With nearly the speed enjoined the adjutant departed. Scarcely a minute elapsed when he again stood upon the rampart, and advancing closely to the major, whispered a few words in his ear.

"Good God! can it be possible? When? How came this? but we will enquire later. Open the gate; down with the bridge, Leslie," addressing the officer of the guard.

The command was instantly obeyed. The officers flew to receive the fugitives; and as the latter crossed the drawbridge, the light of a lantern, that had been brought from the guard-room, flashed full upon the harassed countenances of Captain and Miss de Haldimar, Francois the Canadian, and the devoted Oucanasta.

Silent and melancholy was the greeting that took place between the parties: the voice spoke not; the hand alone was eloquent; but it was in the eloquence of sorrow only that it indulged.
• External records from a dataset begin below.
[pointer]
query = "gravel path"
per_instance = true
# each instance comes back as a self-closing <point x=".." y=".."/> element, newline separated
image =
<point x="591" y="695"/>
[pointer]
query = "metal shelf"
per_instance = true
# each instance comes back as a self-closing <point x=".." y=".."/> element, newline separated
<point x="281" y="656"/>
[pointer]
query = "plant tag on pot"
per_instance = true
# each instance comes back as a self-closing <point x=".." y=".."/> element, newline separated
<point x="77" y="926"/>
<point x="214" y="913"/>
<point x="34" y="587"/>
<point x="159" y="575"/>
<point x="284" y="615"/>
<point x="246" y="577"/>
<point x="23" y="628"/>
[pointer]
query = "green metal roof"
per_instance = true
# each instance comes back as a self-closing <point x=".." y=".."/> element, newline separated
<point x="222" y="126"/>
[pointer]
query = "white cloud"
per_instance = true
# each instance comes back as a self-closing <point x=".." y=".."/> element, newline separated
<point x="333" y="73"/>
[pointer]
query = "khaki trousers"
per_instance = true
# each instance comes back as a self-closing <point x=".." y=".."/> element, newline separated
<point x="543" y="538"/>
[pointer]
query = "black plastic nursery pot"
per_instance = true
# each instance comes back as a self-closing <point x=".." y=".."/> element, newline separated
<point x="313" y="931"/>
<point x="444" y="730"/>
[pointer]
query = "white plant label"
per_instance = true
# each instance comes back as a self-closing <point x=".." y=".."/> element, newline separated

Pleasure, even in this almost despaired of re-union, could not be expressed; and even the eye shrank from mutual encounter, as if its very glance at such a moment were sacrilege. Recalled to a sense of her situation by the preparation of the men to raise the bridge, the Indian woman was the first to break the silence.

"The Saganaw is safe within his fort, and the girl of the pale faces will lay her head upon his bosom," she remarked solemnly. "Oucanasta will go to her solitary wigwam among the red skins."

The heart of Madeline de Haldimar was oppressed by the weight of many griefs; yet she could not see the generous preserver of her life, and the rescuer of the body of her ill-fated cousin, depart without emotion. Drawing a ring, of some value and great beauty, from her finger, which she had more than once observed the Indian to admire, she placed it on her hand; and then, throwing herself on the bosom of the faithful creature, embraced her with deep manifestations of affection, but without uttering a word.

Oucanasta was sensibly gratified: she raised her large eyes to heaven as if in thankfulness; and by the light of the lantern, which fell upon her dark but expressive countenance, tears were to be seen starting unbidden from their source.

Released from the embrace of her, whose life she had twice preserved at imminent peril to her own, the Indian again prepared to depart; but there was another, who, like Madeline, although stricken by many sorrows, could not forego the testimony of his heart's gratitude. Captain de Haldimar, who, during this short scene, had despatched a messenger to his room for the purpose, now advanced to the poor girl, bearing a short but elegantly mounted dagger, which he begged her to deliver as a token of his friendship to the young chief her brother. He then dropped on one knee at her feet, and raising her hand, pressed it fervently against his heart; an action which, even to the untutored mind of the Indian, bore evidence only of the feeling that prompted it, A heavy sigh escaped her labouring chest; and as the officer now rose and quitted her hand, she turned slowly and with dignity from him, and crossing the drawbridge, was in a few minutes lost in the surrounding gloom.

Our readers have, doubtless, anticipated the communication made to Major Blackwater by the Adjutant Lawson. Bowed down to the dust by the accomplishment of the curse of Ellen Halloway, the inflexibility of Colonel de Haldimar's pride was not proof against the utter annihilation wrought to his hopes as a father by the unrelenting hatred of the enemy his early falsehood and treachery had raised up to him. When the adjutant entered his apartment, the stony coldness of his cheek attested he had been dead some hours.

We pass over the few days of bitter trial that succeeded to the restoration of Captain de Haldimar and his bride to their friends; days, during which were consigned to the same grave the bodies of the governor, his lamented children, and the scarcely less regretted Sir Everard Valletort. The funeral service was attempted by Captain Blessington; but the strong affection of that excellent officer, for three of the defunct parties at least, was not armed against the trial. He had undertaken a task far beyond his strength; and scarcely had commenced, ere he was compelled to relinquish the performance of the ritual to the adjutant. A large grave had been dug close under the rampart, and near the fatal flag-staff, to receive the bodies of their deceased friends; and, as they were lowered successively into their last earthly resting place, tears fell unrestrainedly over the bronzed cheeks of the oldest soldiers, while many a female sob blended with and gave touching solemnity to the scene.